Observateur attentif de certains milieux, interpellé, comme beaucoup de consciences, par les évènements des conjonctures politiques récentes de ces trois dernières décennies, ayant un sens plutôt caustique de l’humour, doué pour la satire et la dérision, il ne pouvait échapper à la tentation du romanesque.

« Les matins d’Aurore» se présente, en première impression, comme l’histoire d’amour d’une jolie femme, jeune, raffinée et distinguée, convoitée par deux prétendants passionnés. La belle Aurore Mélathonin, issue d’un milieu social relativement aisé, étudiante en sciences juridiques, est approchée et courtisée à la fois par l’entreprenant major Bernard Belladère et le modeste étudiant Robert Camperrin. Entre les deux, son cœur balance. En apparence, on pourrait croire à une classique histoire sentimentale.

Cette intrigue amoureuse à trois personnages est en réalité le prétexte à rapporter, par de nombreuses diversions, des anecdotes comiques, tragi-comiques ou carrément dramatiques, vraisemblables ou véridiques ayant marqué l’époque. Le roman, en contrepoint, est donc grandement réaliste et ne donne pas dans le conte de fée ou le récit à l’eau de rose.

La manière rappelle beaucoup le procédé des récits interpolés, enchassés, brisant la linéarité de la narration, très prisés chez les romanciers latino-américains et quelques écrivains modernes haïtiens sous forme de « lodyans».

À cette différence qu’ils sont rapportés, ici, par le narrateur principal le plus souvent et non par les personnages de la fiction. Il y a malgré tout quelques «lodyans» ou faits fantastiques contés par deux ou trois d’entre eux : comme par exemple lors de la soirée à son domicile, pour la mort d’André Zélu, ou à Dérance, l’histoire de la famille et de la maison hantée Obaladi, rapportée par la gentille mythomane Kendra Savendra.

Frantz Courtois a pimenté et épicé son roman de passages érotiques et fantastiques. On se souviendra avec volupté de la visite de Madame Jambono à Bernard Belladère, de Doriane à Robert Camperrin, des amours brûlantes de ce dernier avec la belle et sensuelle Anastasia.

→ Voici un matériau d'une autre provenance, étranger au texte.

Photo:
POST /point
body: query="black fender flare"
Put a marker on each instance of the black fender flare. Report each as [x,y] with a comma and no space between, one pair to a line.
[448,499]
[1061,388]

On frissonnera de terreur à la lecture de la nuit passée en la demeure des Obaladi à Dérance. Les rêves et hallucinations de Robert Camperrin ne sont pas moins intéressants par leur caractère prémonitoire. Du goût pour le paranormal, la parapsychologie.

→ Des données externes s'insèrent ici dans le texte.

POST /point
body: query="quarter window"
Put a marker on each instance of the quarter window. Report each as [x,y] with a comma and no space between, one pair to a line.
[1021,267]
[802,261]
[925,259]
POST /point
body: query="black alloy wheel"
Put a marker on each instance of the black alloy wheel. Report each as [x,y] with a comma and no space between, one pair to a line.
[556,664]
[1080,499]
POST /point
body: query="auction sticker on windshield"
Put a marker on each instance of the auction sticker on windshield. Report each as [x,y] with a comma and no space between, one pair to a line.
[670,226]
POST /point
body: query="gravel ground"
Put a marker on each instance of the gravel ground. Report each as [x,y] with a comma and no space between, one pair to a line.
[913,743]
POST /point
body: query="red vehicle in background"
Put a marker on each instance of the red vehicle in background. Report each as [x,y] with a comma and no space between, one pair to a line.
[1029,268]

« Les personnages décrits dans ce roman relèvent de l’imagination de l’auteur. Toute ressemblance avec des individus réels ne peut être que fortuite », nous prévient-il de façon liminaire.

On en sourit. On ne peut s’empêcher de croire que ces récits ont été hautement inspirés par des personnages réels et des faits d’actualité de ces périodes récentes. Chacun est libre de mettre, d’accrocher une clé de la réalité sur ces anecdotes ou personnages. Certains protagonistes semblent composés à partir de deux ou trois figures connues, ainsi que leurs traits de caractère, leurs vices et manies, leur diabolique habileté ; comme dans le cas du dictateur Raymond Pénochat, par exemple. D’autres comme Gilbert Kantamois n’ont pas beaucoup de mystère. Le cœur est plein de tristesse et les larmes nous viennent aux yeux, au récit de l’assassinat de Franky Manour, qu’on reconnaît sans peine sous ce pseudonyme.

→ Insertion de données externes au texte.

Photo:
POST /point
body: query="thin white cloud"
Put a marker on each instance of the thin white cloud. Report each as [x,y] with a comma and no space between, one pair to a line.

Le style du roman est fonctionnel, suffisamment correct et éloquent pour conter l’essentiel de ces histoires, malgré d’inévitables et rares coquilles d’imprimerie.

Frantz Courtois n’est pas un romancier professionnel : ce n’est pas un styliste du genre d’un Michel Déon du groupe des « Hussards», ou des écrivains du Nouveau Roman.

Il nous a rapporté avec humour ou compassion des faits dont il a été témoin comme beaucoup d’entre nous : ce qui est largement suffisant. Il a visé et atteint le principal. Il nous a divertis et instruits.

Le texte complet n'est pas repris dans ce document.